Wu Yu geniş caddelerde yürüdü. Her yerde dövüş uygulayıcılarının sahip olduğu dükkanlar vardı. Beklendiği gibi, burası bir dövüş gelişimcileri krallığıydı. Restoranlardaki ve çay evlerindeki garsonlar bile Jindan Dao’nun gücüne sahipti!
Burası sadece bir sınır şehriydi!
Wu Yu’nun gözleri parlıyordu, tıpkı kırsal kesimden şehre gelen bir insan gibi. Etrafına bakındı. Dövüş gelişimcileri için dükkanlar dao teknikleri, ölümsüz hazineler, dao hazineleri, ölümsüz ilaçlar, ölümsüz özler ve değerli hazineler de dahil olmak üzere birçok şey satıyordu. Birinin istediği her şeye sahiptiler.
Yolun kenarındaki tezgahlarda bile dao hazinesi seviyesinde eşyalar ve birkaç ruhani işaretli ölümsüz özler vardı.
Böyle bir ülkede, eğer Qi Yoğunlaştırma Aleminde olsaydın, başını kaldırmaya bile cesaret edemezdin.
Wu Yu biraz komik görünüyordu, ama kısa süre sonra ciddileşti ve “Biri bizi takip ediyor” dedi.
“Yue Li olabilir.” dedi Prenses You Xue.
“Kim o?”
“Teyzemin astlarından biri, insanları takip etmekte çok iyi. Onu gerçekten hissedebiliyor musun?” Prenses You Xue şaşırmıştı.
“Teyzen mi?
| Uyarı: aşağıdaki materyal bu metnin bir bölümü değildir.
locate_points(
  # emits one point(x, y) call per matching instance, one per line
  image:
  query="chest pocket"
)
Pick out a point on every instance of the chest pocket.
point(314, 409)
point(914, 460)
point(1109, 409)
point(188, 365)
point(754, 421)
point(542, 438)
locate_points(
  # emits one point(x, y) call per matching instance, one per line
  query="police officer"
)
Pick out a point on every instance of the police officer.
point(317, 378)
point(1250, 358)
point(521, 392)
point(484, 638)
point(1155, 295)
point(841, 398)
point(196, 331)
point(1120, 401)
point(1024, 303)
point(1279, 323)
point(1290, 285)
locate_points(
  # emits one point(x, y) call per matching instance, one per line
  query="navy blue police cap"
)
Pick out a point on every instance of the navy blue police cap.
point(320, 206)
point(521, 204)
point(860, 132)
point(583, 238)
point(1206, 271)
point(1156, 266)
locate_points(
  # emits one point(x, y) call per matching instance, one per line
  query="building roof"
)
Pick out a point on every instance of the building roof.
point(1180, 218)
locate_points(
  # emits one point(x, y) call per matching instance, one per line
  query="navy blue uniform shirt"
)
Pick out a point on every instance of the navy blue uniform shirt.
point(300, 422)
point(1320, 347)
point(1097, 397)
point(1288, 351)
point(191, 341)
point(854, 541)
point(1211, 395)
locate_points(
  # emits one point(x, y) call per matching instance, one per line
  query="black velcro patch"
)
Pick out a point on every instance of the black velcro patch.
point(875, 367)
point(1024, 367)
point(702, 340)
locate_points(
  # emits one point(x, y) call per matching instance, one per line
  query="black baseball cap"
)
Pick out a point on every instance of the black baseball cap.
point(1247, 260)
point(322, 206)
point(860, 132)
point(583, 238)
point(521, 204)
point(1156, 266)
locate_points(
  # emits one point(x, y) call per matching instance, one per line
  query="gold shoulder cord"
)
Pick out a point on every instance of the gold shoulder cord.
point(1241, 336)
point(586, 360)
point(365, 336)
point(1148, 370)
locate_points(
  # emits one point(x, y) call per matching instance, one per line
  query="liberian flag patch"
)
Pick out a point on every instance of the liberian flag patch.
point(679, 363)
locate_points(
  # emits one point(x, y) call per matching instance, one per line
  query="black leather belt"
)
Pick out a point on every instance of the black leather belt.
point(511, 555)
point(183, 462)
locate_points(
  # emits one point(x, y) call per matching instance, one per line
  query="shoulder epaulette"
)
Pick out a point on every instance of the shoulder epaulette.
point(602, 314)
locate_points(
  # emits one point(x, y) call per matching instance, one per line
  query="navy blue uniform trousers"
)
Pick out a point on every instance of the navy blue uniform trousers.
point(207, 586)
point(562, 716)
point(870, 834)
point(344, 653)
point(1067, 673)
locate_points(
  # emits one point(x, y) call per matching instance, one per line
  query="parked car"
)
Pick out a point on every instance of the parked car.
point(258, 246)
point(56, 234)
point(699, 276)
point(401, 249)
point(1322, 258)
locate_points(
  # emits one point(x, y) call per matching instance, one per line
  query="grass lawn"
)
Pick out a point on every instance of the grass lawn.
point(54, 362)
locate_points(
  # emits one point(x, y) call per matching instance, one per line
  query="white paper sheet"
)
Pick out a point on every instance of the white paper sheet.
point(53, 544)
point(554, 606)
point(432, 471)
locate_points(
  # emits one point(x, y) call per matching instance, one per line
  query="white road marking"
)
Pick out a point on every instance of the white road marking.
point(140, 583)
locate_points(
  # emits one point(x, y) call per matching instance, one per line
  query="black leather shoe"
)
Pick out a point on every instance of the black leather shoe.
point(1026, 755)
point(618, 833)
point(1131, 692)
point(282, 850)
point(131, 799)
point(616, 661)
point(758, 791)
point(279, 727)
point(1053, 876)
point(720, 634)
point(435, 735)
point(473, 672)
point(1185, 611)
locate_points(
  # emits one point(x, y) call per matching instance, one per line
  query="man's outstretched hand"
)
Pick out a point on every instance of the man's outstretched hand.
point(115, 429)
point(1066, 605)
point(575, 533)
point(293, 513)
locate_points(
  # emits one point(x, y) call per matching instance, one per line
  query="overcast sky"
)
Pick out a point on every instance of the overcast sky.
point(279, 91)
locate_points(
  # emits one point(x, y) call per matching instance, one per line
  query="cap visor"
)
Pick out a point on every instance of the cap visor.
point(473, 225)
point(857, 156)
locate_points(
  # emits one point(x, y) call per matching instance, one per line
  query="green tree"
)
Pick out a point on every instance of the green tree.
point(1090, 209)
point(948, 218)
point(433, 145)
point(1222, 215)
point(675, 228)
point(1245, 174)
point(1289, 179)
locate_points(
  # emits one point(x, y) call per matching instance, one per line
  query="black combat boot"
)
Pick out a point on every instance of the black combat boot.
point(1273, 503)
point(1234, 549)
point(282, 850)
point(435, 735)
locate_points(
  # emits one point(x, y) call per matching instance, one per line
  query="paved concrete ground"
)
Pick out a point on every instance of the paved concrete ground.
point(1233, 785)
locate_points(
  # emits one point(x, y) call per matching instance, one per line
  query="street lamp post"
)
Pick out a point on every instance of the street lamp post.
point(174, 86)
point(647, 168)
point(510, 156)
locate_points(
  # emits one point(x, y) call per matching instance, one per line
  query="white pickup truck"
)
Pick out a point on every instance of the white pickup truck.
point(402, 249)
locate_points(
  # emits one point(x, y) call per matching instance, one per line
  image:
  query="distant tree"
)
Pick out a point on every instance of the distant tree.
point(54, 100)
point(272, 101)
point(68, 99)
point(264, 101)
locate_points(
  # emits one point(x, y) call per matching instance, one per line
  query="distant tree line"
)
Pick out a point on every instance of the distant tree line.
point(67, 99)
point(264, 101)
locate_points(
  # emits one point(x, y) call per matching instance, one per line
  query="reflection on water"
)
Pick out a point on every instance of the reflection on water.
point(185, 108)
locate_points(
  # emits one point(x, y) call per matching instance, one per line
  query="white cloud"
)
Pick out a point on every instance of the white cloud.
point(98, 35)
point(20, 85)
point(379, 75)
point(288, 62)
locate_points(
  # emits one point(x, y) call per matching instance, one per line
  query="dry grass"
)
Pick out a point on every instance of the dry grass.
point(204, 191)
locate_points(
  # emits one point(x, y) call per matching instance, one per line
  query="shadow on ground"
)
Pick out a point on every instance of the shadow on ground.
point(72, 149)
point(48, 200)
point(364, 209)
Beni izlemesi için birini mi gönderdi? ” Wu Yu biraz üzgündü ama aynı zamanda You Yuan’ın ona karşı arkadaş canlısı olmadığını da biliyordu ve ayrıca Prenses You Xue’nin ona aşık olduğundan endişeleniyordu.
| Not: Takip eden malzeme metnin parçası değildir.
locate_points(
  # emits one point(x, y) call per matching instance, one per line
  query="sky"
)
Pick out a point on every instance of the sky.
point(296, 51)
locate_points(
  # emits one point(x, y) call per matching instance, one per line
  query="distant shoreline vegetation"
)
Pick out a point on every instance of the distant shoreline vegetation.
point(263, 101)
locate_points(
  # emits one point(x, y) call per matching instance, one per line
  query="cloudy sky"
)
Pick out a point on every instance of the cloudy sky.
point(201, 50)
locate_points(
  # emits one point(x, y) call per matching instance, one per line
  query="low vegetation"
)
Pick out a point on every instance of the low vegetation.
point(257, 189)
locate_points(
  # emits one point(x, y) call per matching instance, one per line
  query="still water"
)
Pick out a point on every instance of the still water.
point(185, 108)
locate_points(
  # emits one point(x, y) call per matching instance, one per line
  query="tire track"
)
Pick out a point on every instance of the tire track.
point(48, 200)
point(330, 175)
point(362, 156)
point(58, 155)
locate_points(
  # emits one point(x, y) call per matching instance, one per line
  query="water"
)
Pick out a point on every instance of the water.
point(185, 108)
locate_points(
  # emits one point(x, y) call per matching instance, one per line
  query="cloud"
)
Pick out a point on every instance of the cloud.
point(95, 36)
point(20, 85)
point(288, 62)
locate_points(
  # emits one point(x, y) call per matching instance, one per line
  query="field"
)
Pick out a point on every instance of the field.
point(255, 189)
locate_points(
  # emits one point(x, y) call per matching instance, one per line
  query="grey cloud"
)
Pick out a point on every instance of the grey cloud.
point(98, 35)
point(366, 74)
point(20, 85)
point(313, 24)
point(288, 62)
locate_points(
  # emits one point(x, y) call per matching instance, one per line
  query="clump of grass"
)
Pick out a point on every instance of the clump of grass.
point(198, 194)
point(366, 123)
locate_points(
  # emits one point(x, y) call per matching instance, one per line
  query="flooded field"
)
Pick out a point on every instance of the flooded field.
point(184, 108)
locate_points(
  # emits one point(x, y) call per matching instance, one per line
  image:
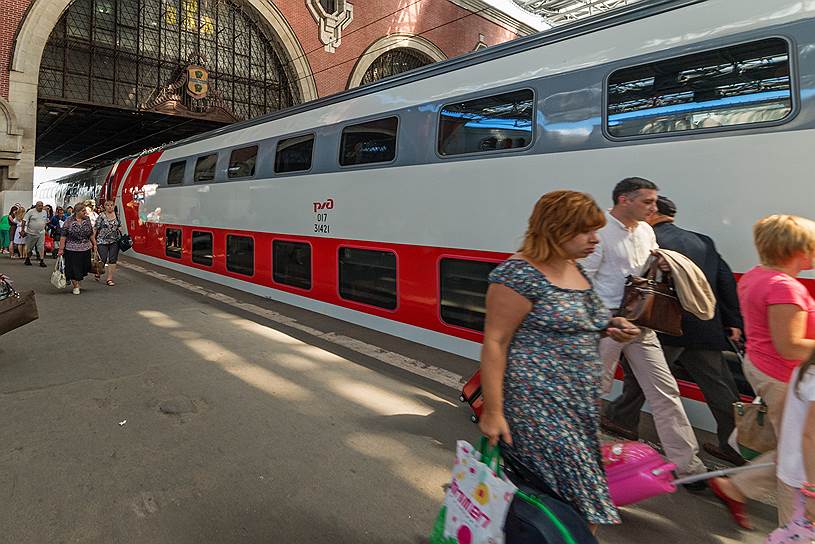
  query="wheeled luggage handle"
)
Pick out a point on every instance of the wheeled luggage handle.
point(718, 473)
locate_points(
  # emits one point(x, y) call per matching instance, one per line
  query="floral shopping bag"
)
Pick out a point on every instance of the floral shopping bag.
point(477, 503)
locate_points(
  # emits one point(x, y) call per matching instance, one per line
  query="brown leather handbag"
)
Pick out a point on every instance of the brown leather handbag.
point(16, 309)
point(652, 304)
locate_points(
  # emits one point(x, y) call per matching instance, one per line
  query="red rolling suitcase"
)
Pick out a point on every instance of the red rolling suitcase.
point(471, 394)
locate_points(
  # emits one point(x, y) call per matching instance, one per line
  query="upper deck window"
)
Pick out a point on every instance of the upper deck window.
point(737, 85)
point(492, 123)
point(175, 176)
point(205, 168)
point(294, 154)
point(369, 142)
point(242, 162)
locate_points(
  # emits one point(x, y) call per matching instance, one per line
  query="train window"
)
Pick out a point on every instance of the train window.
point(493, 123)
point(738, 85)
point(369, 142)
point(294, 154)
point(202, 248)
point(291, 263)
point(242, 162)
point(176, 174)
point(172, 243)
point(240, 255)
point(368, 276)
point(464, 291)
point(205, 168)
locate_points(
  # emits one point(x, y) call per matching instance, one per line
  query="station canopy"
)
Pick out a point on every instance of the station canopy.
point(557, 12)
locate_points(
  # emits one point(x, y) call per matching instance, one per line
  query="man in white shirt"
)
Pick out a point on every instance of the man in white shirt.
point(626, 243)
point(34, 222)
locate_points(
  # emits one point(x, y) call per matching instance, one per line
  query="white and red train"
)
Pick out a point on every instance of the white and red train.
point(388, 205)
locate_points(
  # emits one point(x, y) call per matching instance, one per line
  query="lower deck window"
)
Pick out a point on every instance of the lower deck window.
point(368, 276)
point(240, 255)
point(202, 248)
point(291, 263)
point(464, 292)
point(172, 246)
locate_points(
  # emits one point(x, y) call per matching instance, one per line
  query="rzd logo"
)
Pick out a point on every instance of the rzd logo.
point(327, 205)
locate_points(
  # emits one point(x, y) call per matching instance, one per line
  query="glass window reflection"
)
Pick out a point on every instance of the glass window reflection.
point(738, 85)
point(491, 123)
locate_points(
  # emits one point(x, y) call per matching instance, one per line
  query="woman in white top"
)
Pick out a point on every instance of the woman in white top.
point(19, 234)
point(796, 448)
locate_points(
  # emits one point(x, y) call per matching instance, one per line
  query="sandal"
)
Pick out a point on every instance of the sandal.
point(735, 507)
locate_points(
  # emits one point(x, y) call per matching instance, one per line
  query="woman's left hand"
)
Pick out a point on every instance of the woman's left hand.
point(622, 330)
point(661, 262)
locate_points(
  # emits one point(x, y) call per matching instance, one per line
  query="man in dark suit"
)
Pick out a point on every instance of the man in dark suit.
point(701, 345)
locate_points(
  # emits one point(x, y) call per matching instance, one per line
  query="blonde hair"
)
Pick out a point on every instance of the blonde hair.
point(558, 217)
point(780, 237)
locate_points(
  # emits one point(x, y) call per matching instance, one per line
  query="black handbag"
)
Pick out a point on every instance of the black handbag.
point(652, 304)
point(16, 309)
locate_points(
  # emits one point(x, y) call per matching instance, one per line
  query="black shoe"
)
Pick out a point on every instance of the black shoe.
point(618, 430)
point(696, 487)
point(730, 455)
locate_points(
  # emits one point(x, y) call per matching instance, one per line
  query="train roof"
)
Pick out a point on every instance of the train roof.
point(567, 31)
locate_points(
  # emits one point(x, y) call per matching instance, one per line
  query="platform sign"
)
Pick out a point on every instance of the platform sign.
point(197, 81)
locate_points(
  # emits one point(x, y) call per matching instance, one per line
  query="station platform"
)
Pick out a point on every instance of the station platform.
point(168, 409)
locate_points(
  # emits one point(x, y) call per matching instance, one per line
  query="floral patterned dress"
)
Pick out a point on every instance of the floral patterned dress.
point(552, 385)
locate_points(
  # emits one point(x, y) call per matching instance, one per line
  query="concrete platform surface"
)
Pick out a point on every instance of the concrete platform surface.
point(152, 413)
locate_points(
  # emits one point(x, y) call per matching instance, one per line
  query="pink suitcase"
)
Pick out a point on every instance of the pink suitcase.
point(636, 472)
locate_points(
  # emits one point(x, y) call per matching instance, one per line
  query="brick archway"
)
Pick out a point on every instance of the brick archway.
point(388, 43)
point(29, 43)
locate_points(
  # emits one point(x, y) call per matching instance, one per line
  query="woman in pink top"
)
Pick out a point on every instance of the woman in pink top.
point(779, 323)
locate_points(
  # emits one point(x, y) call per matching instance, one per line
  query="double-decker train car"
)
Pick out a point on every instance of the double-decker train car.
point(388, 205)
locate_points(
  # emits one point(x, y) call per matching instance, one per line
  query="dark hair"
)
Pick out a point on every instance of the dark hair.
point(630, 185)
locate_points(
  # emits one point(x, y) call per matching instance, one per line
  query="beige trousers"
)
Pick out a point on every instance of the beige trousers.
point(790, 501)
point(647, 361)
point(760, 484)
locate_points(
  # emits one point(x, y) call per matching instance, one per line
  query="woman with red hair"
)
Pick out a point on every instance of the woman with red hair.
point(540, 364)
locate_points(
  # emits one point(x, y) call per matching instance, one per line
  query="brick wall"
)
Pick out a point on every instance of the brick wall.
point(11, 13)
point(453, 29)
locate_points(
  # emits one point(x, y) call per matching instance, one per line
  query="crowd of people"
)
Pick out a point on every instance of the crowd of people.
point(81, 235)
point(553, 339)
Aslında, eğer bu şekilde devam ederlerse, birçok insanın onların dao arkadaşı olduğunu düşünebileceğini biliyordu.
İsimlerini bile temizleyemeyebilirler.
Ancak, asla bir araya gelmeyeceklerini bildikleri sürece sorun yoktu. Şimdilik, Wu Yu’nun hala Prenses You Xue’nin kimliğine ihtiyacı vardı. Tabii ki, karşı taraf işbirliği yapmaya istekli olduğu sürece, ona kötü davranmayacaktı.
Ama Yue Li denen bu kişi, ya herhangi bir ipucu bulursa?